Breeding, raising, and protecting hundreds of turkeys just for this holiday can be exhausting, Linde said, “but we’ve been doing it for 15 years now.”
During the last two years of the COVID-19 pandemic, Linde said people downsized their turkey orders and stuck with medium or small birds.
“But now, this year that people are gathering again in larger groups, we’re selling a lot more jumbo turkeys,” Linde said, referring to birds over 25 pounds. “Still a significant amount of small turkeys and medium turkeys, too, but people are going a little bit bigger this year.”
This is the first Thanksgiving turkey season for David Perlman, who became the new owner of Quarry Hill Farm in Montgomery County in July 2021.
There wasn’t enough time to raise birds for holiday sales that year, but Perlman said this year, they offered three different sizes of heritage turkeys. The farm sold out and he’s preparing under 100 birds for pickup this coming week.
The farm plans to do more next year. As a nonprofit, Perlman said all the proceeds from turkey sales will be donated to hunger organizations.
“Our goal has always been to give back.

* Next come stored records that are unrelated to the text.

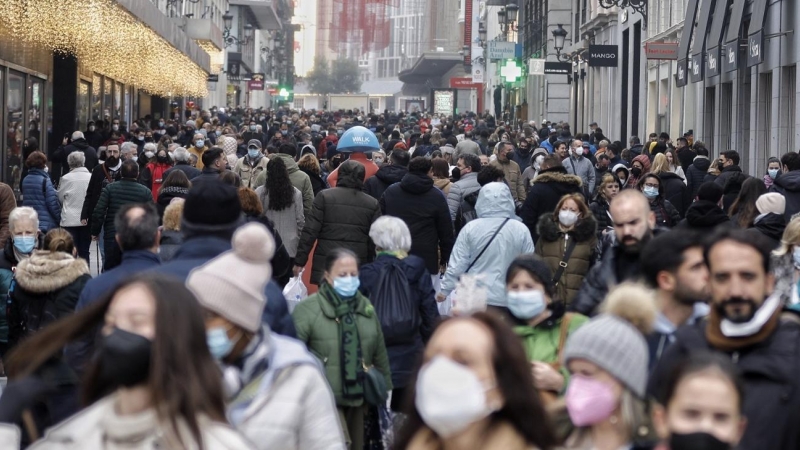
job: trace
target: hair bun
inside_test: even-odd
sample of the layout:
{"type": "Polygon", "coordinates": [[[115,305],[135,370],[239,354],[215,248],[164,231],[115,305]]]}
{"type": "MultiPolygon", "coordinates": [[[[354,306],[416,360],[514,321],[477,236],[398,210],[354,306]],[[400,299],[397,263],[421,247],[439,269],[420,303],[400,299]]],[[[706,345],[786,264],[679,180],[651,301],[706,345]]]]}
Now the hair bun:
{"type": "Polygon", "coordinates": [[[608,294],[602,309],[604,313],[630,323],[644,335],[653,331],[656,320],[655,294],[640,284],[620,284],[608,294]]]}
{"type": "Polygon", "coordinates": [[[248,223],[233,234],[233,251],[245,261],[269,264],[275,254],[275,239],[264,225],[248,223]]]}

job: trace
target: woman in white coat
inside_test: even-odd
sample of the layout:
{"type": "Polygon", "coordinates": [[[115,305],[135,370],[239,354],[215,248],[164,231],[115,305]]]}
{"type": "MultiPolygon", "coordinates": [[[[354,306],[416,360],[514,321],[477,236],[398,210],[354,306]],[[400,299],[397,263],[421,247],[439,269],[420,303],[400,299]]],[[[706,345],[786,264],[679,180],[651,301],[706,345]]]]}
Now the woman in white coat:
{"type": "Polygon", "coordinates": [[[225,420],[222,382],[203,314],[183,283],[134,277],[81,312],[30,337],[8,360],[0,397],[0,448],[41,434],[26,419],[50,391],[67,342],[100,329],[98,357],[84,378],[88,406],[50,428],[30,449],[251,449],[225,420]]]}
{"type": "Polygon", "coordinates": [[[505,183],[483,186],[475,211],[478,218],[467,223],[458,234],[436,300],[444,301],[461,275],[481,274],[490,309],[506,313],[506,269],[517,256],[533,253],[533,240],[528,227],[514,212],[514,198],[505,183]]]}

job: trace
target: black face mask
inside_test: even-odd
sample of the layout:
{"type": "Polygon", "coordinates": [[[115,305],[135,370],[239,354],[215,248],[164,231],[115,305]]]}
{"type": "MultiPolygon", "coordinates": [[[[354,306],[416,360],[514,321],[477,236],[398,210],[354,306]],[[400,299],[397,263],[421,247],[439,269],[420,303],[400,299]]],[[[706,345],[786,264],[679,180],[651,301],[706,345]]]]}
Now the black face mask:
{"type": "Polygon", "coordinates": [[[100,348],[101,377],[114,386],[141,384],[150,375],[153,343],[136,333],[114,328],[100,348]]]}
{"type": "Polygon", "coordinates": [[[156,161],[160,162],[161,164],[166,164],[169,162],[168,156],[156,156],[156,161]]]}
{"type": "Polygon", "coordinates": [[[669,437],[669,448],[670,450],[730,450],[733,446],[709,433],[672,433],[669,437]]]}
{"type": "Polygon", "coordinates": [[[117,163],[119,163],[119,158],[116,156],[109,156],[106,158],[106,166],[107,167],[117,167],[117,163]]]}
{"type": "Polygon", "coordinates": [[[642,174],[642,169],[634,167],[633,169],[631,169],[631,174],[633,174],[633,176],[635,177],[638,177],[639,175],[642,174]]]}
{"type": "Polygon", "coordinates": [[[461,169],[456,167],[453,169],[453,181],[458,181],[461,179],[461,169]]]}

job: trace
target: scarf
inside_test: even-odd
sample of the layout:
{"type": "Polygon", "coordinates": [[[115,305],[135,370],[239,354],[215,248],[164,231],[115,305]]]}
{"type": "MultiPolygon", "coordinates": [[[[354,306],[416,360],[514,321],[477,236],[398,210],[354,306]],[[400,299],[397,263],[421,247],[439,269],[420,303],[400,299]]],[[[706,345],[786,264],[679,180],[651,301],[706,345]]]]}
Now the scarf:
{"type": "Polygon", "coordinates": [[[361,338],[356,323],[356,305],[362,295],[356,292],[352,298],[343,299],[328,283],[322,283],[320,295],[333,306],[339,328],[339,350],[341,351],[342,397],[360,400],[364,397],[364,370],[362,369],[361,338]]]}
{"type": "Polygon", "coordinates": [[[408,257],[408,252],[405,250],[380,250],[378,251],[378,256],[381,255],[394,256],[397,259],[405,259],[408,257]]]}
{"type": "MultiPolygon", "coordinates": [[[[769,301],[769,300],[767,300],[769,301]]],[[[765,305],[762,305],[762,308],[765,305]]],[[[782,308],[775,308],[764,325],[755,333],[749,336],[728,337],[722,333],[722,316],[716,307],[711,308],[708,315],[708,326],[706,326],[706,339],[717,350],[723,352],[734,352],[745,347],[758,344],[775,332],[781,317],[782,308]]]]}

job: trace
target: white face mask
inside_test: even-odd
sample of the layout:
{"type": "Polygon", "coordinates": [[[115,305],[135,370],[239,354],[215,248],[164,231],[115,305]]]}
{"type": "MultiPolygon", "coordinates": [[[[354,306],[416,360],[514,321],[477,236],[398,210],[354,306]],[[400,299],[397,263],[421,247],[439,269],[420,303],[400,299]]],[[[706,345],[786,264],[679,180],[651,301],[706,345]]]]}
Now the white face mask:
{"type": "Polygon", "coordinates": [[[436,356],[419,371],[415,405],[422,420],[443,438],[491,414],[487,388],[468,368],[436,356]]]}
{"type": "Polygon", "coordinates": [[[147,151],[147,152],[144,152],[144,156],[146,156],[146,157],[147,157],[147,159],[150,159],[150,158],[152,158],[153,156],[155,156],[155,153],[153,153],[153,152],[151,152],[151,151],[147,151]]]}
{"type": "Polygon", "coordinates": [[[578,221],[578,213],[568,209],[562,209],[558,212],[558,221],[565,227],[571,227],[578,221]]]}

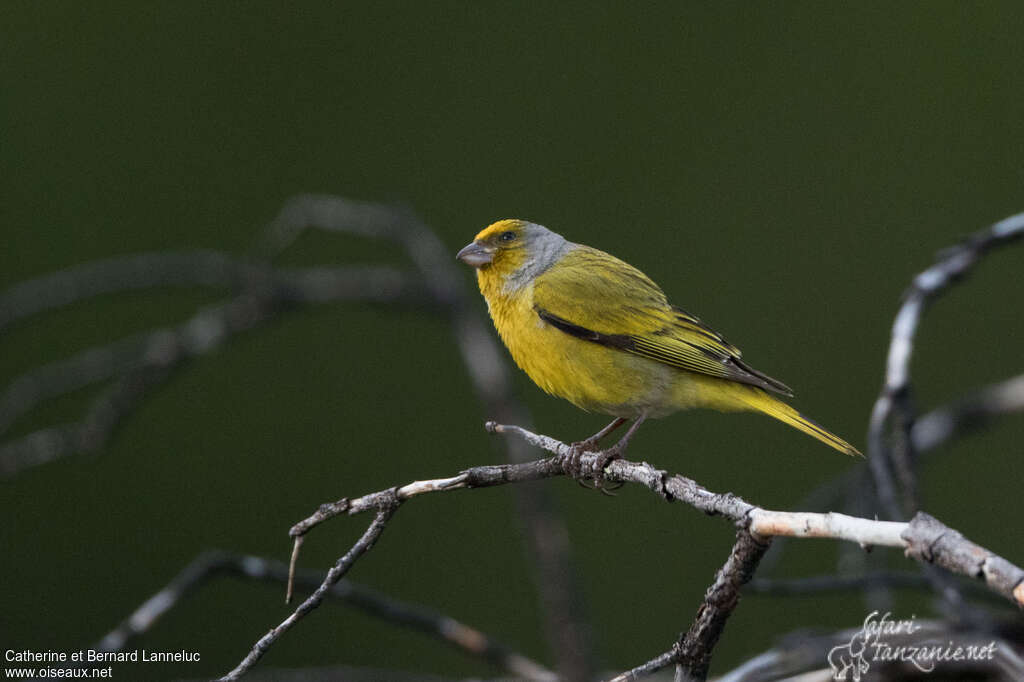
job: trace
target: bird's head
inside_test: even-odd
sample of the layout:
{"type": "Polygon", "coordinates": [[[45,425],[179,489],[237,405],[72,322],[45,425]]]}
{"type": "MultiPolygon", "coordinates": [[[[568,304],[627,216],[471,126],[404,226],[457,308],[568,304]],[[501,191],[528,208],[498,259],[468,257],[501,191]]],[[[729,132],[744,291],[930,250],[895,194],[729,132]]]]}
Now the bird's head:
{"type": "Polygon", "coordinates": [[[459,251],[458,259],[481,276],[500,277],[507,285],[526,283],[561,258],[570,243],[542,225],[499,220],[459,251]]]}

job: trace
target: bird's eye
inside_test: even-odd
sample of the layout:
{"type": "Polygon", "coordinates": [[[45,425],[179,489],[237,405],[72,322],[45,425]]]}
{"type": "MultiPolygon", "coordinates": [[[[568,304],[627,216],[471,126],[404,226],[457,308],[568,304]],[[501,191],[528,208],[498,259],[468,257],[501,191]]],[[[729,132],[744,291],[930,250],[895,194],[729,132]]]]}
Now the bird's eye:
{"type": "Polygon", "coordinates": [[[510,242],[510,241],[512,241],[515,238],[516,238],[516,233],[515,232],[502,232],[501,236],[498,237],[498,239],[500,239],[503,242],[510,242]]]}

So, 100% of the profit from the farm…will go to different charities that are feeding young families, whether that be here or abroad,” he said. “That’s why we started the farm.”
As far as cooking turkeys go, Bolton recommends cooking fresh birds upside down.
“So that the juices that are in your back run down into your white meat and keep it nice and juicy,” she said. “Also, your thighs and your leg is where it often doesn’t get finished quite as much, so if you’re upside down, that’s closer to the heat source and it seems to work out well.”
Over the years, Linde said he’s seen and heard of all the different ways people choose to cook their birds, some more unique than others.
“One lady did it in the pizza oven out in their backyard, because they lost electricity,” Linde said. “They fired up their wood stove out in the backyard, and they’ve been doing that ever since, enjoying their turkey in their pizza oven.
Farmers recommend that the best time to pick up fresh turkeys in order to avoid having to freeze them is in the four days leading up to Thanksgiving.